В знак моей дружбы и благодарности,
твой Адольф Гитлер».
Из двенадцати нацистских руководителей, которые получили подобные письма, только к Рему Гитлер обратился на «ты». «Я благодарен судьбе» – это слова самого Гитлера. А полгода спустя Рем будет убит по его приказу. Так что не будем говорить о судьбе.
Речь Гитлера
Эрнст Рем, казненный в конце концов. Кто же он – человек, предавший нацистов и фюрера? Или он сам был предан лицемером Гитлером, который окружил его вниманием только для того, чтобы не дать ему выскользнуть из западни, как в драмах Шекспира, где убийство, лицемерие и предательство составляют основу борьбы за власть?
Через две недели после убийства Рема, 13 июля, в пятницу, над немецкой столицей нависла удушающая жара. В тот день было назначено вечернее заседание рейхстага. К семи часам к зданию Кроль-оперы, расположенному в тихом, наполненном воздухом районе Берлина к западу от Кенигплац, между Тиргартеном и Шпрее, стали съезжаться служебные машины нацистских депутатов. Депутаты шли к зданию оперы, которое было построено в неоклассическом стиле в конце XIX века. Сюда после пожара Рейхстага 27 февраля 1933 года перенес свою работу парламент. Черные и белые мундиры перемешались, люди обмениваются партийными приветствиями. Это собрание энергичных людей, которым пошел пятый десяток. Все они коротко стрижены, разговаривают громким голосом и уверенно жестикулируют. 30 января 1933 года власть оказалась в их руках. А 30 июня 1934 года они пережили первую нацистскую чистку.
Когда появился Гитлер, окруженный эсэсовцами, и двинулся к трибуне, все встали и вытянули руки в нацистском приветствии.
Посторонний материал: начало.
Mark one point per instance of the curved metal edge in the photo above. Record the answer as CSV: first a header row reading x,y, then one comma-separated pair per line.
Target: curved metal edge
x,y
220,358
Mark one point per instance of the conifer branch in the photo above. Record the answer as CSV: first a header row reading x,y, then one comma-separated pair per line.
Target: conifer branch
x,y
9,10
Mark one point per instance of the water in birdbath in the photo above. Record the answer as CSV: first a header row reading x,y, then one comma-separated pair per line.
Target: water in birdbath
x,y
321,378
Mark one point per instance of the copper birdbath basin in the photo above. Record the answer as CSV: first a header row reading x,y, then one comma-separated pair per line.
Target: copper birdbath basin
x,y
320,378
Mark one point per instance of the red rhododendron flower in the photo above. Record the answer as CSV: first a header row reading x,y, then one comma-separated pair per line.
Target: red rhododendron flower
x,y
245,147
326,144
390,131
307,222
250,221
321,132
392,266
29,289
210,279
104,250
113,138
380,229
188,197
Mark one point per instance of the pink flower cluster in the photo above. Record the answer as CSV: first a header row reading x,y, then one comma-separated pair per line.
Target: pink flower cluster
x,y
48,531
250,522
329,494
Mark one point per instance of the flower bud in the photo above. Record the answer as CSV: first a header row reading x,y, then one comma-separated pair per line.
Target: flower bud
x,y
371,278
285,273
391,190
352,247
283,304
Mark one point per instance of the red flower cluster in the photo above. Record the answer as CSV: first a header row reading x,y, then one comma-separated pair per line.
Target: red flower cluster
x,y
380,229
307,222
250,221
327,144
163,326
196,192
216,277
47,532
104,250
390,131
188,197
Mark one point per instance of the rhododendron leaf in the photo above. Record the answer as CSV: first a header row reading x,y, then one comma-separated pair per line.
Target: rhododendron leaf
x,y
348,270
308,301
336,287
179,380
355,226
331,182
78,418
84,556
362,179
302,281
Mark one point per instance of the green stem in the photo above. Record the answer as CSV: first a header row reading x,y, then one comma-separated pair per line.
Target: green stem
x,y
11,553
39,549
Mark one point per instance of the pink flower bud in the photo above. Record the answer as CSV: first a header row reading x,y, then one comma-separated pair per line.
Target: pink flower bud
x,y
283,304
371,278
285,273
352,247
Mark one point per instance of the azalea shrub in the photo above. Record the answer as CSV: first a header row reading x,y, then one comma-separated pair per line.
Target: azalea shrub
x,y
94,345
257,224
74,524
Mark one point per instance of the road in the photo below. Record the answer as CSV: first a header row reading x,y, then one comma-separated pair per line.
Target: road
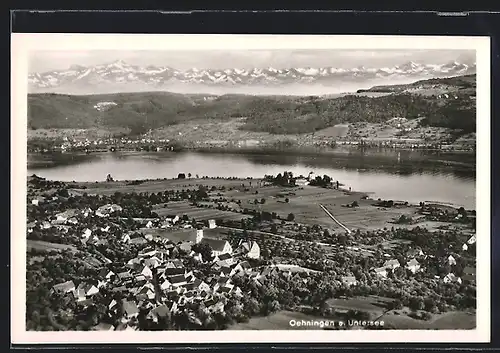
x,y
290,239
334,219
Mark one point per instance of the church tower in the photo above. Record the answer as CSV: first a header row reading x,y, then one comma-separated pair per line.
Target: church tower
x,y
199,235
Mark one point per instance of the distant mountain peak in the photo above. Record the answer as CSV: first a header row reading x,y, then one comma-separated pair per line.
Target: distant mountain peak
x,y
119,75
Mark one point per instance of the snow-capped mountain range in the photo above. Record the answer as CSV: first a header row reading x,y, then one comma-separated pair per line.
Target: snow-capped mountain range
x,y
119,76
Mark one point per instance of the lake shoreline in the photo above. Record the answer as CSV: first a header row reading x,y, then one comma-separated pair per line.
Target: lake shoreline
x,y
417,177
34,159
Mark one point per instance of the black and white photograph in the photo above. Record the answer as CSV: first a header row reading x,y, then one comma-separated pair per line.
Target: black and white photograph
x,y
288,185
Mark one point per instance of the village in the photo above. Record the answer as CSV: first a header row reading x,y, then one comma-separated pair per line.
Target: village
x,y
101,259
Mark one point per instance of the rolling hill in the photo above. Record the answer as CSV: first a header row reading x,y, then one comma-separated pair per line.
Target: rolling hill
x,y
452,105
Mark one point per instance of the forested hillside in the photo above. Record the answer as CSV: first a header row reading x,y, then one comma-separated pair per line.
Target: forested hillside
x,y
274,114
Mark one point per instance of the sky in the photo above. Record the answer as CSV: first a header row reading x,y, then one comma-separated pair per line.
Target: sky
x,y
41,61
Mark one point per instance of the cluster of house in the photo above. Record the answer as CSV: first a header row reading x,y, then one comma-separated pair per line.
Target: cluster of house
x,y
414,266
69,144
174,286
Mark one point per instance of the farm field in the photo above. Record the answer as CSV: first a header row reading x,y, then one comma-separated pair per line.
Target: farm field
x,y
184,208
303,201
304,204
46,246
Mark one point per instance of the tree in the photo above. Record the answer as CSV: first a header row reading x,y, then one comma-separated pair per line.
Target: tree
x,y
204,249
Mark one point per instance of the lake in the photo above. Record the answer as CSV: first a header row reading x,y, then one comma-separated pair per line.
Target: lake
x,y
411,176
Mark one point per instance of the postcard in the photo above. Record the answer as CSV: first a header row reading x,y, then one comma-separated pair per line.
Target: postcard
x,y
169,188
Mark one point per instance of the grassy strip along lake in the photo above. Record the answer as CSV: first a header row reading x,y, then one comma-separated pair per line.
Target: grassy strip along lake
x,y
411,176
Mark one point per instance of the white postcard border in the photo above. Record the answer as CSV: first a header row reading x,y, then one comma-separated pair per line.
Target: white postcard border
x,y
21,44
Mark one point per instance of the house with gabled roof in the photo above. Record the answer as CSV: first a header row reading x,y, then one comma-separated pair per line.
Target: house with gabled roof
x,y
451,278
242,267
225,271
147,252
392,264
380,271
472,240
451,260
64,216
107,210
214,305
161,311
469,274
146,290
218,246
103,327
106,273
152,262
349,280
249,249
130,309
413,265
64,287
85,290
177,280
144,270
224,259
38,200
415,252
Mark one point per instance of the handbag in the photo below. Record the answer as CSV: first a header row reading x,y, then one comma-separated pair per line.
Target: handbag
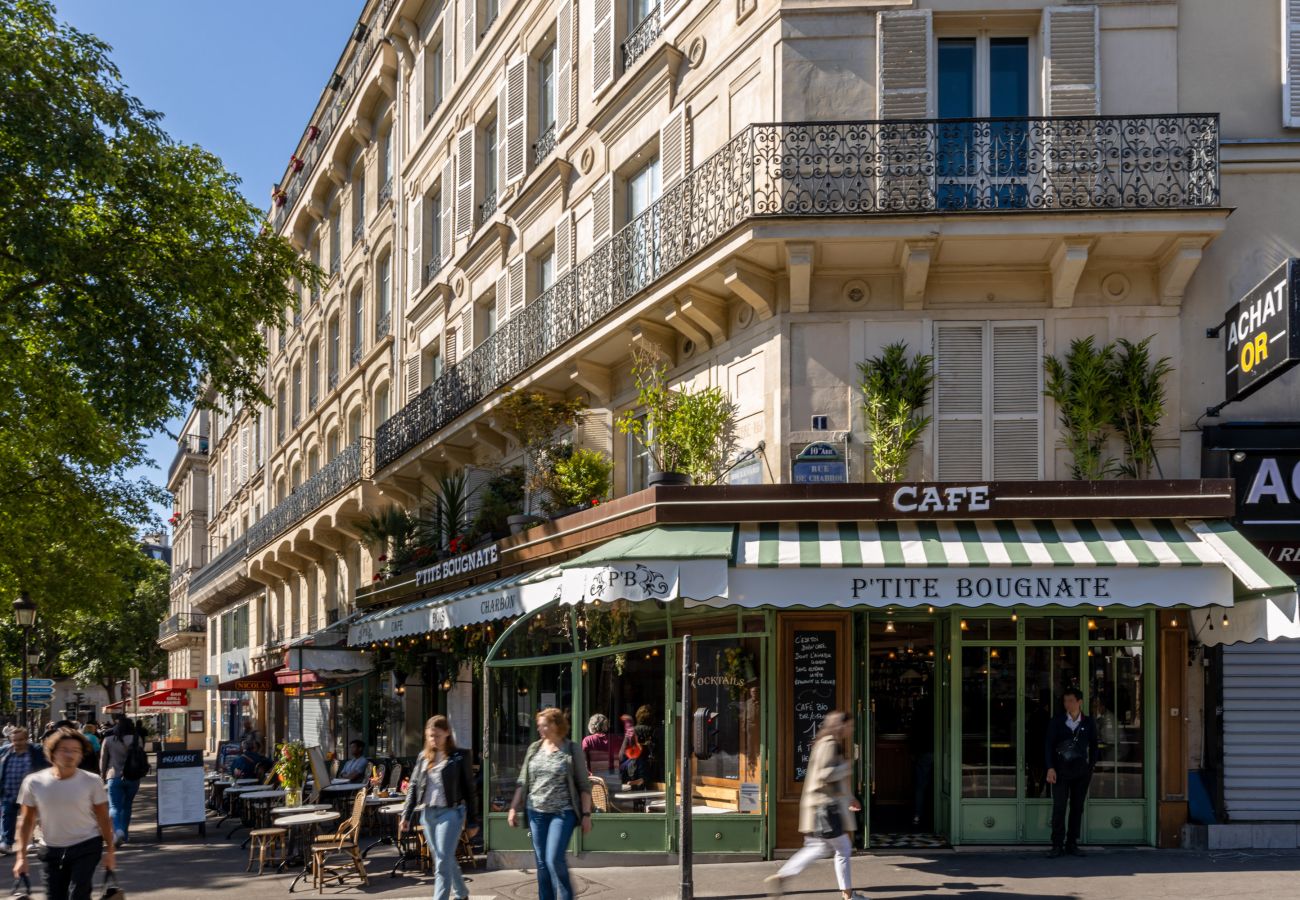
x,y
111,888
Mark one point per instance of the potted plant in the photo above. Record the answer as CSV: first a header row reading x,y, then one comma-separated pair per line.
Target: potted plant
x,y
577,479
895,390
291,769
536,420
689,433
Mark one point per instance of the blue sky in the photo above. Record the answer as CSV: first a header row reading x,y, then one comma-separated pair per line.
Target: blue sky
x,y
238,77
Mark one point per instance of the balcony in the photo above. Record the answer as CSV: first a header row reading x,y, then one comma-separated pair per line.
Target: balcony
x,y
225,561
545,145
183,623
349,467
187,445
837,169
642,38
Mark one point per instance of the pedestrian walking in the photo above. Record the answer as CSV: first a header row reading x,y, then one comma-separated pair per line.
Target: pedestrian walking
x,y
442,791
121,771
70,805
555,791
826,808
18,760
1071,751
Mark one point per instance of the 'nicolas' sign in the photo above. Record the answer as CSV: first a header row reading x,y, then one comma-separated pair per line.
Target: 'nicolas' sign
x,y
1261,333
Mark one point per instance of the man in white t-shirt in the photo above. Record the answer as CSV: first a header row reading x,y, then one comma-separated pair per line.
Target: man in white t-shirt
x,y
72,807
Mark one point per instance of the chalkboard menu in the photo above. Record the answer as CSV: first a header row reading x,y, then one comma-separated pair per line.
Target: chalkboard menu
x,y
815,670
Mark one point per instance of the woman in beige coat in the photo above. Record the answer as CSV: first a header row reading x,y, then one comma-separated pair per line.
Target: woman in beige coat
x,y
828,783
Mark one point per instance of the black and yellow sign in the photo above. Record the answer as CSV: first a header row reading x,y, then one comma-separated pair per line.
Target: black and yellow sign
x,y
1261,338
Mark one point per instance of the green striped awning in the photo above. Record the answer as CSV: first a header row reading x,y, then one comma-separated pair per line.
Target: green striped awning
x,y
1010,542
Андре Франсуа-Понсе заметил, что Гитлер был бледен и выглядел усталым. Геринг, в качестве президента рейхстага, в восемь часов вечера открыл заседание и тут же передал слово Гитлеру, который уже стоял на трибуне. В зале оперного театра, ложи и оркестровая яма которого были заполнены депутатами в форме, канцлер стоял, вцепившись в кафедру, установленную перед ним. Но вот он вытягивает руку в приветствии – только пальцы его сжаты в кулак.
«Депутаты! Члены немецкого рейхстага!» – начинает он.
Андре Франсуа-Понсе вспоминает, что голос Гитлера звучал резче, чем обычно, а слова сыпались, словно удары. Выступление с речью для Адольфа Гитлера всегда было актом насилия.
Он появился перед «самым представительным форумом нации», как он заявил в самом начале своей речи, «чтобы объяснить нашему народу события, память о которых, как я надеюсь, навсегда останется в нашей истории, а сама эта трагедия станет хорошим уроком для всех нас».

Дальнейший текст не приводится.